Hier finden sich dann insgesamt 3 ( !) Nato-Rails (links, rechts und oben), modulare Cage-Seiten die man bei Bedarf auch weglassen kann, 2 ARRI-Rosetten sowie deutlich mehr Gewindebohrungen und Lockpin-Aufnahmen. Wer also vor allem einen Cage sucht, der sich gut für schwerere, szenische Setups ausbauen lässt, ein optimales Handsystem mit vielen justierbaren Griffmöglichkeiten oder ein Schultersystem (mit Sucher!) konfigurieren will, ist mit dem Zacuto Cage am besten bedient.

Dank an dieser Stelle an Foto Erhardt für die schnelle Bereitstellung des SmallRig 3024 Cage sowie an BPM für die unkomplizierte Lieferrung des Zacuto BGH1 Cages.



Remote-Setups und Lumix Sync App



Für viele dürften die Remote-Optionen einer BOX-Kamera mit zu den wichtigsten Funktionen zählen – Anwendungsszenarien hierfür sind sowohl Studio-Setups im Mehrkamera-Verbund, schwer zugängliche Installationen am Set oder auch Drohnen-Anwendungen.

LUMIX SYNC APP


Und für all das bringt die Panasonic BS1H recht spannende Optionen mit, von denen wir die WIFI/Bluetooth Remote via Panasonic Luxmix Sync App ebenfalls kurz ausprobiert haben - doch der Reihe nach:

Neben den bereits genannte HDMI- und SDI-Schnittstellen verfügt die Panasonic BS1H auch über Ethernet (IP Streaming), Genlock IN sowie Timecode IN/OUT Schnittstellen (letztere auf robuster BNC-Basis). Vor allem Studio und Mehrkamerasetups dürften damit sehr gut bedient werden.

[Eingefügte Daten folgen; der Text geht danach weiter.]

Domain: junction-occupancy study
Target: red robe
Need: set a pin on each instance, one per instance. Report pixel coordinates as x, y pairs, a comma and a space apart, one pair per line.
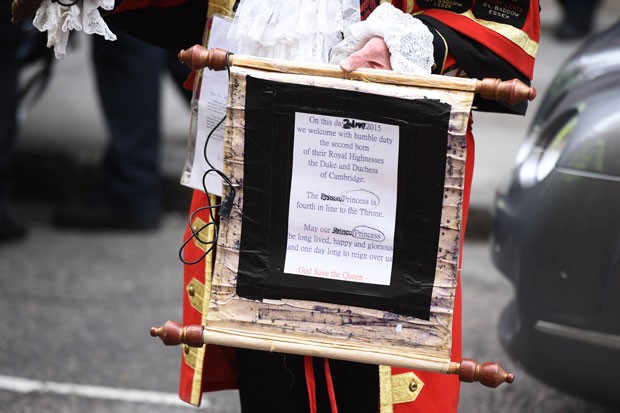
498, 34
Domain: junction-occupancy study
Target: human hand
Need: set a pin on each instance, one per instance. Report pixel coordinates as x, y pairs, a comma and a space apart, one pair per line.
375, 54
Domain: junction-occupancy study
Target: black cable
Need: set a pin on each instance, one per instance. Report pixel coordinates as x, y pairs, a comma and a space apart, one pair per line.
225, 206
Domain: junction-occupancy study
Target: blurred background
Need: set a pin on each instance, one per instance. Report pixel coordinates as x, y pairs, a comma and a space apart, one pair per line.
76, 306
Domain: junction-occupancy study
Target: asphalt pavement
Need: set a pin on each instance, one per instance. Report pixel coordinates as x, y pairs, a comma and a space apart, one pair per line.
76, 308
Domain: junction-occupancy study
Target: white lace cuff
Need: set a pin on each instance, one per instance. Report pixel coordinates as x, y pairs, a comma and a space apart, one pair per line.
408, 39
59, 20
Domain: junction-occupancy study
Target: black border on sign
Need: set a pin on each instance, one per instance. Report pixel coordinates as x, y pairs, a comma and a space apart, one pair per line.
270, 109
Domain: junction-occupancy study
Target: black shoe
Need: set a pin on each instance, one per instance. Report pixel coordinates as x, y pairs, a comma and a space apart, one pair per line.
11, 228
98, 216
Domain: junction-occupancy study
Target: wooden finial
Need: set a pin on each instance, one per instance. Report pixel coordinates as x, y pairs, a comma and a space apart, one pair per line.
173, 333
512, 91
197, 57
23, 9
488, 374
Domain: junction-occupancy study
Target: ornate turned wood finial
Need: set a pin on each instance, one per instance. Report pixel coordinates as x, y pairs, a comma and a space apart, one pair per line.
197, 57
488, 374
23, 9
173, 333
512, 91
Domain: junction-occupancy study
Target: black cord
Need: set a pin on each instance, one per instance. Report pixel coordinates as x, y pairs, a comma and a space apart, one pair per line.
225, 207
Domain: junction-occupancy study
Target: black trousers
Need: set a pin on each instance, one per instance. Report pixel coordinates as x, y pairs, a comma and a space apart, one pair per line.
128, 73
10, 39
273, 382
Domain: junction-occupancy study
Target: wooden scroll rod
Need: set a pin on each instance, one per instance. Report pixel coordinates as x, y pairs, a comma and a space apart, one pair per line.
511, 91
172, 333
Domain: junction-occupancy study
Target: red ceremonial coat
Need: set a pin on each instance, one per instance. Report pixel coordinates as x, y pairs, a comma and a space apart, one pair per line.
474, 35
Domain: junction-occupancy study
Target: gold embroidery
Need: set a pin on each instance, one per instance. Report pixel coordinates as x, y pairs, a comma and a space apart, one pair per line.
202, 239
220, 7
206, 297
518, 37
189, 356
195, 292
385, 390
406, 387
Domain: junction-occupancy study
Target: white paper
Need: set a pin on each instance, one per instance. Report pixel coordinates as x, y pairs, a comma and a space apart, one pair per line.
342, 207
211, 110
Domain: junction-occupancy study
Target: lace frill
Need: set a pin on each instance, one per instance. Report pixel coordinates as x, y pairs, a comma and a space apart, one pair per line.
59, 20
292, 29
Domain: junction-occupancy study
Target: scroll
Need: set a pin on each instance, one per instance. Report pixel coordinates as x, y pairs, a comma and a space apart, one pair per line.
341, 233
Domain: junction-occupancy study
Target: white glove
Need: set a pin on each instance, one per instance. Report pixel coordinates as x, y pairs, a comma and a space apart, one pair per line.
59, 20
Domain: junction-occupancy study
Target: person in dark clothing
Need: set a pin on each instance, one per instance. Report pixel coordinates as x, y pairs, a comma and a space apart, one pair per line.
126, 194
11, 228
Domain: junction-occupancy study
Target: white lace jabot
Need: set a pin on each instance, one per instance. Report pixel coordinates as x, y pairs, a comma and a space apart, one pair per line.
59, 20
303, 30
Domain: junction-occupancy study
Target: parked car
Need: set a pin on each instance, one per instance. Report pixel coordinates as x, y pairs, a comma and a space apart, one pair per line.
556, 230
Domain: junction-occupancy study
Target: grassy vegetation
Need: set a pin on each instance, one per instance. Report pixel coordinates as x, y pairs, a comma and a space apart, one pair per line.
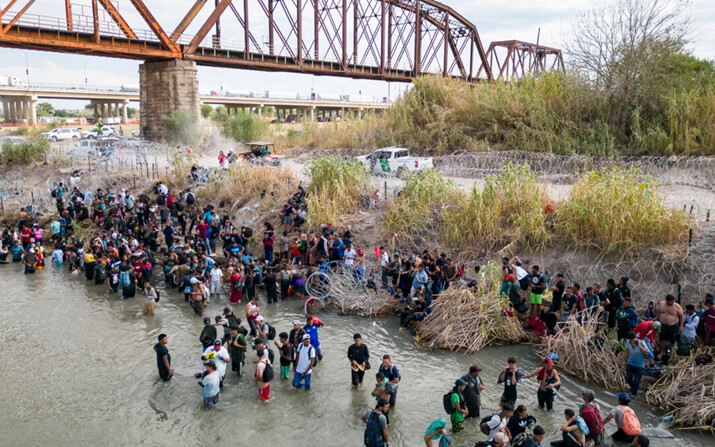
182, 127
616, 210
336, 187
26, 152
610, 209
243, 127
511, 207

Darüber hinaus finden sich Lanc für Kamerahandbedienungen sowie als drahtlose Remote-Funktionen Bluetooth und WIFI an Bord womit sich u.a. via Lumix Sync App die BS1H fernsteuern lässt.

Letztere App haben wir mit der Panasonic BS1H unter iOS kurz als Kamera-Remote ausprobiert und die Verbindung hat auf Anhieb geklappt. Mit Lumix Sync lassen sich nicht nur Daten und Kameraeinstellungen übertragen sondern auch die gesamte Kamera Remote steuern: Blende, Verschlußwinkel, ISO und auch manuelles Fokussieren inkl. Fokusvergrösserung sind hiermit möglich – mit durchaus erträglichen Latenzen.

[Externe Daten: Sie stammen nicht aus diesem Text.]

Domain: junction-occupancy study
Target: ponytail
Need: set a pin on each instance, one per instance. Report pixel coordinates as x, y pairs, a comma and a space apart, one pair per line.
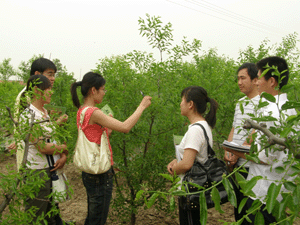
89, 80
211, 116
199, 96
75, 98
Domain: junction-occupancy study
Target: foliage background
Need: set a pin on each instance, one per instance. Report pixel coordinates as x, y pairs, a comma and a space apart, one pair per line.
144, 153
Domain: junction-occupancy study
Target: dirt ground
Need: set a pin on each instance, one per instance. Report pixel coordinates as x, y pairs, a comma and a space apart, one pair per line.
76, 208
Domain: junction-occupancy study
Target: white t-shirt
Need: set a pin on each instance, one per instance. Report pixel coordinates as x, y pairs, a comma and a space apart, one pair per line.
194, 139
240, 135
274, 159
35, 157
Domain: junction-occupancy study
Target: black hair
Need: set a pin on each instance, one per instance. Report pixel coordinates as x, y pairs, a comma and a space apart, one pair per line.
281, 65
251, 70
42, 64
39, 81
199, 96
89, 80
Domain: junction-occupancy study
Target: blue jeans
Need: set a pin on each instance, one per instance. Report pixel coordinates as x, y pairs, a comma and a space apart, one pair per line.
99, 191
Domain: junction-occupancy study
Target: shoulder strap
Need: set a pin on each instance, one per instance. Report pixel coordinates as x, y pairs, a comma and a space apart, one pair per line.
210, 151
82, 114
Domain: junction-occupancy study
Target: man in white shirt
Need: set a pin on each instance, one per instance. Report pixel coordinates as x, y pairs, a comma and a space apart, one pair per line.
46, 67
269, 83
247, 78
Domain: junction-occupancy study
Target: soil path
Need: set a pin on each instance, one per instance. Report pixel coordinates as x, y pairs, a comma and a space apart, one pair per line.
76, 208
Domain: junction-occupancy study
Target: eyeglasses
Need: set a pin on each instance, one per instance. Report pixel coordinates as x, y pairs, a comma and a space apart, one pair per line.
52, 75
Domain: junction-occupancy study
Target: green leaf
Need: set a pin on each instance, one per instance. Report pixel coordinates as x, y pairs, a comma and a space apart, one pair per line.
290, 186
229, 189
152, 200
215, 196
203, 208
172, 203
253, 158
251, 183
262, 104
259, 219
286, 131
273, 193
290, 105
279, 169
167, 176
242, 204
283, 204
242, 107
139, 195
265, 118
268, 96
296, 196
295, 169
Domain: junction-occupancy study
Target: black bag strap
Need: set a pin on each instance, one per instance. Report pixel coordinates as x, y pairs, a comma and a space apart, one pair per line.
50, 158
210, 151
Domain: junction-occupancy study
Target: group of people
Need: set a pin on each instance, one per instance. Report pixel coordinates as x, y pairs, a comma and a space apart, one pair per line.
195, 104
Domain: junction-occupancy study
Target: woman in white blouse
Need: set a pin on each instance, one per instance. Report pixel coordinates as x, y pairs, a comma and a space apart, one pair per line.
39, 91
193, 146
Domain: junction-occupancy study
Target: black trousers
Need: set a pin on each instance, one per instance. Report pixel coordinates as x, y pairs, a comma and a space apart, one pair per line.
269, 218
184, 217
239, 198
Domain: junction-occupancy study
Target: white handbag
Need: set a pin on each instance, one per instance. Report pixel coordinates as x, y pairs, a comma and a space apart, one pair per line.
60, 188
89, 156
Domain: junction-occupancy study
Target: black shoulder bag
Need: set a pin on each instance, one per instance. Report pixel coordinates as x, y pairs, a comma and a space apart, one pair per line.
203, 175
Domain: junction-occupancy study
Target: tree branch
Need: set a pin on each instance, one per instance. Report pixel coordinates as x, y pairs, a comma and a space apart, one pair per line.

Unser Tip: Wer mit der Panasonic BS1H ProRes RAW oder Blackmagic RAW am externen Monitorrekorder aufnehmen möchte und für die externe Menüübertragung nicht auf einen extra SDI-Monitor setzen möchte, kann die essentielle Einstellungen inkl. Rec Start /Stop bequem via App steuern. (Da der SDI und der HDMI-Ausgang jedoch parallel ausgeben sind auch zwei Monitore oder eine Switching im entsprechenden SDI/HDMI Monitor möglich).



Großer Akku für lange Drehzeiten



Zum Schluß unserer ersten Praxiserfahrungen mit der neuen Panasonic Vollformat Box-Kamera wollen wir noch kurz auf das Energiekonzept der BS1H verweisen. Unserer Testkamera lag der VW-VBD58 bei, der bei 7,2V über 5800 mAh / 42 Wh verfügt.

Damit ist er knapp doppelt so leistungsfähig wie der Akku der Panasonic S1H - muss jedoch weder einen hochauflösenden Sucher noch ein Klappdisplay oder eine Sensorstabilisierung versorgen.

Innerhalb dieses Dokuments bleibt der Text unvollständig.